In 1985-6 the Soviet Union announced that it was building a nuclear power plant in North Korea, variously reported as either a 400-megawatt-class reactor or a 1,760-megawatt reactor. The Soviet project was said to be part of an effort to persuade North Korea into joining the International Atomic Energy Agency (IAEA) . According to South Korean sources, the construction of the plant began in 1990 in the Sinp'o District. Construction of the plant, originally targeted for completion in 1992, was terminated because of pressure exerted by the IAEA and termination of assistance from the former Soviet Union, which was burdened with its own economic difficulties.

The KEDO nuclear power plant construction site is located 30 km north of Sinpo, South Hamgyong Province, on the east coast of the DPRK. The climate is dry and much cooler in the summer than Pyongyang or Seoul, and the winter weather is moderated by the location near the ocean.
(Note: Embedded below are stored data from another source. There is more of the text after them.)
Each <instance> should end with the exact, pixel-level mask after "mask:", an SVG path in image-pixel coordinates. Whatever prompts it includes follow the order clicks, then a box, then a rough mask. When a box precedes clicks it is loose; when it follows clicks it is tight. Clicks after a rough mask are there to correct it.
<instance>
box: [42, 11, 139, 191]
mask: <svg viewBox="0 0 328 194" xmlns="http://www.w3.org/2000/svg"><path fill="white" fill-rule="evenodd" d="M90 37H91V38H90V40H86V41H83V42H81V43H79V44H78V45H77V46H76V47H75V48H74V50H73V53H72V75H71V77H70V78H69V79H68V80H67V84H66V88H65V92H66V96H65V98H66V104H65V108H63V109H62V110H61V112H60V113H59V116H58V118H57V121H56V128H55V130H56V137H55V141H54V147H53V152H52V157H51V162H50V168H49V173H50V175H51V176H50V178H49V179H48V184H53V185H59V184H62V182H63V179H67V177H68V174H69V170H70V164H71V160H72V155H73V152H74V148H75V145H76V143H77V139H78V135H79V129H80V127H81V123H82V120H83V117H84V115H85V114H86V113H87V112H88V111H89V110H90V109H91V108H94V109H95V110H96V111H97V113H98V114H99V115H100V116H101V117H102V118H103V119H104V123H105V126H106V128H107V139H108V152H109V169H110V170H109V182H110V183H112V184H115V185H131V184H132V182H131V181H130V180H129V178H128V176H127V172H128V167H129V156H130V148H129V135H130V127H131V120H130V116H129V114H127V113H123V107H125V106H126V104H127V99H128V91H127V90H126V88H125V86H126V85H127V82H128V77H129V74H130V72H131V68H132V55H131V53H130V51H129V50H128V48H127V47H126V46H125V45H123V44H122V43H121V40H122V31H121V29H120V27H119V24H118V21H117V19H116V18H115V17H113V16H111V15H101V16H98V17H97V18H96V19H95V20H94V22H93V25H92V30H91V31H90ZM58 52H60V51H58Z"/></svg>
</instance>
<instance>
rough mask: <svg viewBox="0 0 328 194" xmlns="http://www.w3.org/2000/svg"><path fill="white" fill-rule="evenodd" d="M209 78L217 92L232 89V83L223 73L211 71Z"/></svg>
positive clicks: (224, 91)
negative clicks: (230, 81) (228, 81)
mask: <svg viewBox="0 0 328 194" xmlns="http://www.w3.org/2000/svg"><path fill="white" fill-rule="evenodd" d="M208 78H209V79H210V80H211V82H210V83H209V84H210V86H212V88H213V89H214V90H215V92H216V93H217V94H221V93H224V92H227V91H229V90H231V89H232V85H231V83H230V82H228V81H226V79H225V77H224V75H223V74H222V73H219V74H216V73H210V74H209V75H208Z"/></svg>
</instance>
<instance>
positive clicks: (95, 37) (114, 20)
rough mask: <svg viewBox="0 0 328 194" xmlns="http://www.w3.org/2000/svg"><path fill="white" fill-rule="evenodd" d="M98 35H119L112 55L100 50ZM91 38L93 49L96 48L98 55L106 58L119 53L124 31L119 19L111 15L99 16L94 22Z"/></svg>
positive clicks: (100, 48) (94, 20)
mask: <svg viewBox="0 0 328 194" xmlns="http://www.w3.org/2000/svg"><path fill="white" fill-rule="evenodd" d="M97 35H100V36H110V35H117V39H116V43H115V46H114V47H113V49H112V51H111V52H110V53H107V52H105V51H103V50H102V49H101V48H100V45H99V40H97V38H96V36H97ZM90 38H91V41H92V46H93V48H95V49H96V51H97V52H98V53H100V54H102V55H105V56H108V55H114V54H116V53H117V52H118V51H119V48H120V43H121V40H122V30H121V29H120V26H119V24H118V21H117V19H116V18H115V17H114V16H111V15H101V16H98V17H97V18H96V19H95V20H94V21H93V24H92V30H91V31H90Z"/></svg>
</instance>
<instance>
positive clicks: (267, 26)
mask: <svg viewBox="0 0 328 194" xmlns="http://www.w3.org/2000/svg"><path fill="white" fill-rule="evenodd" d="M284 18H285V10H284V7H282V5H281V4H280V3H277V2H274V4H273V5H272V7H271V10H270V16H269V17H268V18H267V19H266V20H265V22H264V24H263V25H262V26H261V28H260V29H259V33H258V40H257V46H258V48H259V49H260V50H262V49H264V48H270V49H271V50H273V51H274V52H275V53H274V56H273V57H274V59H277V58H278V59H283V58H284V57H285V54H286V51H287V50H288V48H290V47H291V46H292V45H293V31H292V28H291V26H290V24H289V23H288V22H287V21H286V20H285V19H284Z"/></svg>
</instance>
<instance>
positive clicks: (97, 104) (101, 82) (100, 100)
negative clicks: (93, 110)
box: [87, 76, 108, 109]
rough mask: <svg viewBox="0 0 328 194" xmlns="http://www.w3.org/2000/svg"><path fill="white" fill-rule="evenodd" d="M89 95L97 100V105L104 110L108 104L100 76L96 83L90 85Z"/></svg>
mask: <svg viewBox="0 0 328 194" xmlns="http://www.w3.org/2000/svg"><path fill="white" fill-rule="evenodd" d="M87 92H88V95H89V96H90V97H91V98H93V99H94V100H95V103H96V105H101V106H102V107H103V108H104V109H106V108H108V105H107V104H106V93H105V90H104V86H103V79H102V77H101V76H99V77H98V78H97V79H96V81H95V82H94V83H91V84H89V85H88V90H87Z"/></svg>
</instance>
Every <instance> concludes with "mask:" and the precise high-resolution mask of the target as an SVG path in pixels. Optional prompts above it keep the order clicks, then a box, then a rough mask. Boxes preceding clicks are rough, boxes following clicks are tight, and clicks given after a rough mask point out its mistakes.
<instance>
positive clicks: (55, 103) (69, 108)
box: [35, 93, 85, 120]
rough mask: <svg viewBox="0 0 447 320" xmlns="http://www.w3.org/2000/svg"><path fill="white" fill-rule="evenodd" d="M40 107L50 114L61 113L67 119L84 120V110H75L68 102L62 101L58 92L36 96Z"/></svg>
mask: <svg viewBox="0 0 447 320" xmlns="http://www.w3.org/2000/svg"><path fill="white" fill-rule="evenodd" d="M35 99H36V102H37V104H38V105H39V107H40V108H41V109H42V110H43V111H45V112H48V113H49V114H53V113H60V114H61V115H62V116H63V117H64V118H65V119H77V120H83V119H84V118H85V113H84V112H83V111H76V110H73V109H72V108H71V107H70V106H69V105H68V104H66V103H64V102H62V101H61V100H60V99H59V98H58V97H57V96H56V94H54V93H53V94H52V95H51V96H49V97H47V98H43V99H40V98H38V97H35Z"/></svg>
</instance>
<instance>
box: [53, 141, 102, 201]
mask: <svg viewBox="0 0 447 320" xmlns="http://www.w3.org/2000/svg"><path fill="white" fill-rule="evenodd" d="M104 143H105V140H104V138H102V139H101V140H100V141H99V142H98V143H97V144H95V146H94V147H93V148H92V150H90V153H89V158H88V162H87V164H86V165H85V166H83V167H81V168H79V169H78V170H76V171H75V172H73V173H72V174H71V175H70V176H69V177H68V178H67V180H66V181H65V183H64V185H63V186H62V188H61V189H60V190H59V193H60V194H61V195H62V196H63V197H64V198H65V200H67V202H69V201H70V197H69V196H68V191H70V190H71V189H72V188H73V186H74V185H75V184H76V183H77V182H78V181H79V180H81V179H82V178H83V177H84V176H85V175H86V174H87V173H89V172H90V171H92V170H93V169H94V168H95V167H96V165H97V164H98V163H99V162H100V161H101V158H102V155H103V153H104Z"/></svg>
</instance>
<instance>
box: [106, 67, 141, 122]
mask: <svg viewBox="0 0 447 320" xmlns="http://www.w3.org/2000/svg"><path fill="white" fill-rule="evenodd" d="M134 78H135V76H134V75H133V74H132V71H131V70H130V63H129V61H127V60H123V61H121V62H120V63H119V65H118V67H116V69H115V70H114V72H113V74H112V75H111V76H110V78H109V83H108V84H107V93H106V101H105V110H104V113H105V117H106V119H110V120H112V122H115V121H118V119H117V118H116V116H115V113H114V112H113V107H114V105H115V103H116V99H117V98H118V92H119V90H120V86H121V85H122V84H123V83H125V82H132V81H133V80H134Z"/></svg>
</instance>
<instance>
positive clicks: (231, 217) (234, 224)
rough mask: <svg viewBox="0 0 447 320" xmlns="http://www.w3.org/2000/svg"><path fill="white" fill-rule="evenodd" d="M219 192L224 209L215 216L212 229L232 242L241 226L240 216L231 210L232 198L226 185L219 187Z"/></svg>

The site is very rural; although there is some marginal farmland, much of the area is sand and scrub pines. There is a variety of small wildlife, including rabbits, deer and pheasants, and fish are plentiful in the streams near the site.

KEDO’s office at the LWR project site in Kumho, DPRK, is responsibile for interfacing with the DPRK to ensure the smooth and expeditious implementation of the LWR project, maintaining order at the site and ensuring the safety of all KEDO persons, exercising all consular protection functions on behalf of all KEDO persons in the DPRK, and overseeing the day-to-day implementation of the project, including coordination of contracts between KEDO’s contractors and subcontractors and a DPRK company responsible for the provision of DPRK labor, goods, facilities and other services.

The small KEDO community supports a wide range of services, including two restaurants, a medical clinic, stable water and electricity supplies and a sanitary system. Recreational facilities include a videotape library, golf driving range, tennis and basketball courts and a soccer field. Religious groups hold regular services and holidays (such as Christmas, Easter, and Buddha’s Birthday) are marked with special celebrations. Satellite television service is available, predominantly broadcast and cable channels from the Republic of Korea. Although there is no commercial telephone service between the ROK and the DPRK, there are four leased lines from the site to the south that are operated as a dial-up service by Korea Telecom in Seoul.